A revolution is a momentous period in which people make history by purposely changing the political balance of power. It is also a collective performance in which people who have lived lives outside of customary statecraft suddenly create rituals to refuse an old order and inaugurate a new one. Street protests aspire to embody national popular sovereignty and can claim it through surprisingly ceremonial action. A crowd moves from fighting with police to intoning the national anthem. A plaza filled with people declares itself a popular assembly representing the city, or the country. The burning down of a jail becomes the symbolic birth of a democratic nation.
The vast majority of governments worldwide trace their legitimacy to a revolution. And modern ideas of revolution can, in part, be traced to the French Revolution, led largely by metropolitan Paris. Likewise, socialist revolutionaries look back to the Paris Commune of 1871 and anarchists also to the Spanish Republic, which achieved greatest transformation in Catalunya from 1936 to 1939. Student, youth, and labor protests combined in France’s extraordinary May 1968 uprising. These diverse revolutions have shaped the meaning of political action in both cities and the countries of which they are a part. Workers, racial minorities, squatters, nationalists, and political radical continue to use revolutionary ideas, symbols, and tactics in contemporary movements in both cities.

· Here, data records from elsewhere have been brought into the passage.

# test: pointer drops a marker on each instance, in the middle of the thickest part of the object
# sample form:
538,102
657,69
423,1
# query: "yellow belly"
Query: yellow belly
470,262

The heart of this course is on-site presence in the urban spaces of Paris and Barcelona (and briefly Marseille) where people collectively demanded and sometimes achieved political change. This course allows students to encounter the history and process of revolutions while encountering the spaces where they took place, the art and ideas that surrounded them, and the political traditions that emerged from these dramatic events. We will inhabit these cities that were shaped by revolution and meet participants in contemporary social movements that embrace the legacies of resisting and radically rethinking political power.

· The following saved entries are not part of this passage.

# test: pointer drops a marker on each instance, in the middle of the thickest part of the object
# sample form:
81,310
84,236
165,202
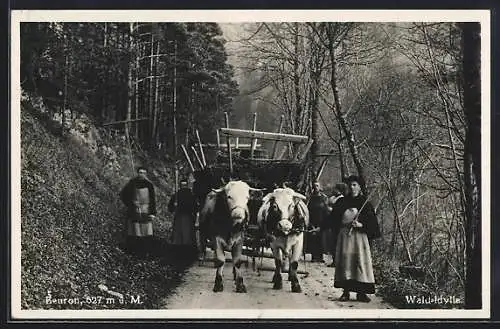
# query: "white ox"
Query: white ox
284,217
224,217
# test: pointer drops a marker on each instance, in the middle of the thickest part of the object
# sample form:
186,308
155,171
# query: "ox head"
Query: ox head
237,194
281,207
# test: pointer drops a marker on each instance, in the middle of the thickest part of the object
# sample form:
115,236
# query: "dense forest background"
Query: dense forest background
398,104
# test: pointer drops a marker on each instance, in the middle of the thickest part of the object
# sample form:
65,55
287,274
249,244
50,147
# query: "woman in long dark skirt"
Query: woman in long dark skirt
353,259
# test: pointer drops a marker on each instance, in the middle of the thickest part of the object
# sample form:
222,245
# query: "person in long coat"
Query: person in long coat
353,259
333,223
138,195
185,206
318,213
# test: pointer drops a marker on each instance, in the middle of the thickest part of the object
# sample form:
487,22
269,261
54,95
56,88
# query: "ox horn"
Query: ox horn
300,196
257,189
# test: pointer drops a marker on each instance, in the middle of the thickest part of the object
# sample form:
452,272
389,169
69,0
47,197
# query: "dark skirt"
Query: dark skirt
353,262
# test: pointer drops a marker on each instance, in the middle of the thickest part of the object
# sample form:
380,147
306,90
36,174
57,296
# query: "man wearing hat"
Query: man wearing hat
138,196
185,206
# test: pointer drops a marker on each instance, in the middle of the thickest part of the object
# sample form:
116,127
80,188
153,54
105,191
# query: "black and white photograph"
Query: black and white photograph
204,164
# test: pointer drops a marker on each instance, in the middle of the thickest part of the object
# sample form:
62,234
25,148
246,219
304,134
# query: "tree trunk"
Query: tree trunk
341,117
155,105
130,83
471,51
296,81
174,119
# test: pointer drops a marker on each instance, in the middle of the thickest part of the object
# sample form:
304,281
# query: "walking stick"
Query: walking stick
359,212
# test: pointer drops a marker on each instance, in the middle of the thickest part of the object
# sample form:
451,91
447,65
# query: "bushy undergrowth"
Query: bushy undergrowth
407,293
73,224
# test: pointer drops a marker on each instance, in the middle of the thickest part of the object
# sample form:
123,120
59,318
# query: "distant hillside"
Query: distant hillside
72,218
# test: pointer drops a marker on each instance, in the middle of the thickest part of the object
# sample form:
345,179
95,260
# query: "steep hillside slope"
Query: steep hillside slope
72,218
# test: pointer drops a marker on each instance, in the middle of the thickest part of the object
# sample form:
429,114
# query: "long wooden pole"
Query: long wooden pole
218,138
275,146
321,168
186,154
254,140
228,141
198,159
232,132
200,145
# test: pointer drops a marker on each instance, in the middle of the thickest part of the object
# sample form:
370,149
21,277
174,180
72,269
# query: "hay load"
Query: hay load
212,165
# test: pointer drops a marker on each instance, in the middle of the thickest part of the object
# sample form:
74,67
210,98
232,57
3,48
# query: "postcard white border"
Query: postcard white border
240,16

The central requirements of the course are to engage with these places, their histories, and practical forms of evidence about urban uprisings, and effectively and vividly retell their stories. Students will contribute to a joint course blog on revolution in Paris and Barcelona. Small-group research projects will gather evidence from museums, archives, libraries, and other sources on one particular event of momentous political change.